PARAM complements two broad categories of commonly used benchmarks:
1. C++ based stand-alone compute and communication benchmarks using cuDNN, MKL, NCCL, MPI libraries - e.g., NCCL tests (https://github.com/NVIDIA/nccl-tests), OSU MPI benchmarks (https://mvapich.cse.ohio-state.edu/benchmarks/), and DeepBench (https://github.com/baidu-research/DeepBench).
2. Application benchmarks such as Deep Learning Recommendation Model (DLRM) and the broader MLPerf benchmarks. Its worth noting that while MLPerf is the de-facto industry standard for benchmarking ML applications we hope to compliment this effort with broader workloads that are of more interest to Facebook with more in-depth analysis of each within this branch of Application benchmarks.Our initial release of PARAM benchmarks focuses on AI training and comprises of:
1. Communication: PyTorch based collective benchmarks across arbitrary message sizes, effectiveness of compute-communication overlap, and DLRM communication patterns in fwd/bwd pass
2. Compute: PyTorch based GEMM, embedding lookup, and linear layer
3. DLRM: tracks the `ext_dist` branch of DRLM benchmark use Facebook's DLRM benchmark (https://github.com/facebookresearch/dlrm). In short, PARAM fully relies on DLRM benchmark for end-to-end workload evaluation; with additional extensions as required for scale-out AI training platforms.

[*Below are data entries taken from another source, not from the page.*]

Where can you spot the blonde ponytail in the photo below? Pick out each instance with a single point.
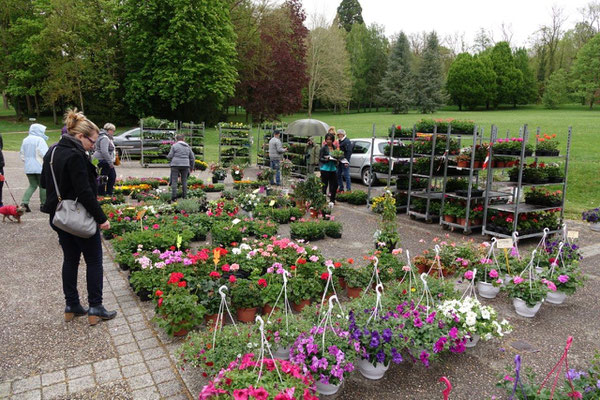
(77, 123)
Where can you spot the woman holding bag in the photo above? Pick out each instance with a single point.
(76, 180)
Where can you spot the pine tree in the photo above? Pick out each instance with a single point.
(397, 85)
(429, 82)
(349, 12)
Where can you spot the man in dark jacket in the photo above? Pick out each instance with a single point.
(343, 171)
(182, 163)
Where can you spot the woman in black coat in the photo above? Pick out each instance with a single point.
(76, 179)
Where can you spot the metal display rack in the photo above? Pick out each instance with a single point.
(151, 139)
(195, 134)
(234, 144)
(517, 207)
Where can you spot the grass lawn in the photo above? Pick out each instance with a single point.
(583, 189)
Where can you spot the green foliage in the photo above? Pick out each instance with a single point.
(397, 85)
(556, 89)
(349, 12)
(585, 71)
(429, 80)
(161, 32)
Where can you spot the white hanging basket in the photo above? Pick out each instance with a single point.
(369, 371)
(487, 290)
(282, 353)
(523, 310)
(556, 297)
(327, 389)
(472, 341)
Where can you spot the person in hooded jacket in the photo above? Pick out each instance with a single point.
(33, 150)
(105, 154)
(182, 161)
(76, 179)
(1, 170)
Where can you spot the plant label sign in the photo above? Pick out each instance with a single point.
(504, 243)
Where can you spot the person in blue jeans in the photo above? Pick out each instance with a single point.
(276, 151)
(343, 168)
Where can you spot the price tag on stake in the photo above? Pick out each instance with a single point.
(504, 243)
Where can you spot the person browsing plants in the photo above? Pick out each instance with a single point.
(69, 164)
(328, 167)
(182, 163)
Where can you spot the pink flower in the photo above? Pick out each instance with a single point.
(517, 280)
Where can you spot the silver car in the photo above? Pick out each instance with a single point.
(361, 157)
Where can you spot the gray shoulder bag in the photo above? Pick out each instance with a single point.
(70, 216)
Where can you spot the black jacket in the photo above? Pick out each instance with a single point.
(346, 146)
(75, 176)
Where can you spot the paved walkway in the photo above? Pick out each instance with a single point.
(41, 356)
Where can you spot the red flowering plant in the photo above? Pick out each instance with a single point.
(278, 380)
(176, 308)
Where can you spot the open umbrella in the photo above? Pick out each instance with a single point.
(307, 127)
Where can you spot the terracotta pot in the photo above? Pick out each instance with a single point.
(353, 293)
(299, 306)
(450, 218)
(246, 314)
(267, 309)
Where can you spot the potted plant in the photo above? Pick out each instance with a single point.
(527, 295)
(279, 379)
(327, 353)
(593, 217)
(246, 298)
(564, 281)
(546, 146)
(237, 172)
(218, 173)
(357, 279)
(380, 343)
(177, 310)
(477, 320)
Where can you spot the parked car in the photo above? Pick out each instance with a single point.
(361, 157)
(130, 140)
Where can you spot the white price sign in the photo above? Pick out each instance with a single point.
(504, 243)
(573, 234)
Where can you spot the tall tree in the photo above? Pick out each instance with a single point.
(328, 67)
(508, 78)
(277, 87)
(429, 80)
(556, 90)
(586, 71)
(528, 92)
(349, 12)
(471, 81)
(397, 86)
(178, 57)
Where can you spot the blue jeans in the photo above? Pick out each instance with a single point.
(343, 172)
(275, 167)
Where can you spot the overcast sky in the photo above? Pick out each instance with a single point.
(523, 17)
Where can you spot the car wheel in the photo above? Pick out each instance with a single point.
(366, 176)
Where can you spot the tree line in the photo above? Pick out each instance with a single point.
(123, 59)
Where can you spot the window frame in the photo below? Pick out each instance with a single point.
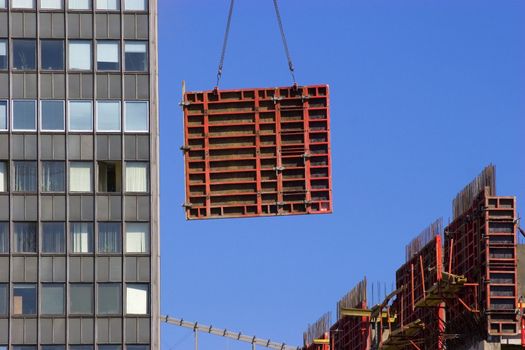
(69, 102)
(125, 114)
(40, 116)
(13, 115)
(97, 128)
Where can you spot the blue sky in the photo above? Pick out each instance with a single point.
(424, 95)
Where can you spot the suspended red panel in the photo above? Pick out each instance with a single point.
(257, 152)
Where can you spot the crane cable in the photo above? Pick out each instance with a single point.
(227, 34)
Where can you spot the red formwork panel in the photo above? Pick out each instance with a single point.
(257, 152)
(481, 245)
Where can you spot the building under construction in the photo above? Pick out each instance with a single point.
(461, 287)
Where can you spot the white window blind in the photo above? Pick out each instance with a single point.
(79, 55)
(80, 177)
(137, 299)
(107, 5)
(136, 177)
(3, 177)
(51, 4)
(135, 5)
(79, 4)
(137, 237)
(22, 4)
(82, 236)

4. PyTorch Execution Trace (ET) replay based tests: The PyTorch ET capturing capabilities, which have recently been introduced, allow for the recording of runtime information of a model at the operator level. This capability enables the creation of replay-based benchmarks (https://dl.acm.org/doi/abs/10.1145/3579371.3589072) to accurately reproduce the original performance.In essence, PARAM bridges the gap between stand-alone C++ benchmarks and PyTorch/Tensorflow based application benchmarks. This enables us to gain deep insights into the inner workings of the system architecture as well as identify framework-level overheads by stressing all subcomponents of a system.
## Version
0.1 : Initial release
## Requirements
- pytorch
- future
- numpy
- apex## License
PARAM benchmarks is released under the MIT license. Please see the [`LICENSE`](LICENSE) file for more information.
## Contributing
We actively welcome your pull requests! Please see [`CONTRIBUTING.md`](CONTRIBUTING.md) and [`CODE_OF_CONDUCT.md`](CODE_OF_CONDUCT.md) for more info.